In this article, we examine social media data as a lens onto support-seeking among women veterans of the US armed forces. Social media data hold a great deal of promise as a source of information on needs and support-seeking among individuals who are excluded from or systematically prevented from accessing clinical or other institutions ostensibly designed to support them. We apply natural language processing (NLP) techniques to more than 3 million Tweets collected from 20,000 Twitter users. We find evidence that women veterans are more likely to use social media to seek social and community engagement and to discuss mental health and veterans’ issues significantly more frequently than their male counterparts. By contrast, male veterans tend to use social media to amplify political ideologies or to engage in partisan debate. Our results have implications for how organizations can provide outreach and services to this uniquely vulnerable population, and illustrate the utility of non-traditional observational data sources such as social media to understand the needs of marginalized groups.

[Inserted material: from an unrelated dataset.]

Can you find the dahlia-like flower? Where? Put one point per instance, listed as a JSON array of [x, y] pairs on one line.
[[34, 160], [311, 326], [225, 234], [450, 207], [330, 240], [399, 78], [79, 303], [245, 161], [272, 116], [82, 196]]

社交媒体数据作为美国武装部队女退伍军人求医行为的一个镜头
在这篇文章中,我们研究了社交媒体数据,作为美国武装部队女性退伍军人寻求支持的镜头。社交媒体数据很有希望成为了解那些被排除在外或被系统地阻止进入表面上旨在支持他们的临床或其他机构的个人的需求和寻求支持的信息来源。我们将自然语言处理(NLP)技术应用于从20,000名Twitter用户收集的300多万条tweet。我们发现有证据表明,女性退伍军人比男性退伍军人更有可能使用社交媒体寻求社会和社区参与,并更频繁地讨论心理健康和退伍军人问题。相比之下,男性退伍军人倾向于利用社交媒体放大政治意识形态或参与党派辩论。我们的研究结果对组织如何向这一独特的弱势群体提供外展和服务具有启示意义,并说明了非传统观察数据源(如社交媒体)在了解边缘化群体需求方面的效用。
本文章由计算机程序翻译,如有差异,请以英文原文为准。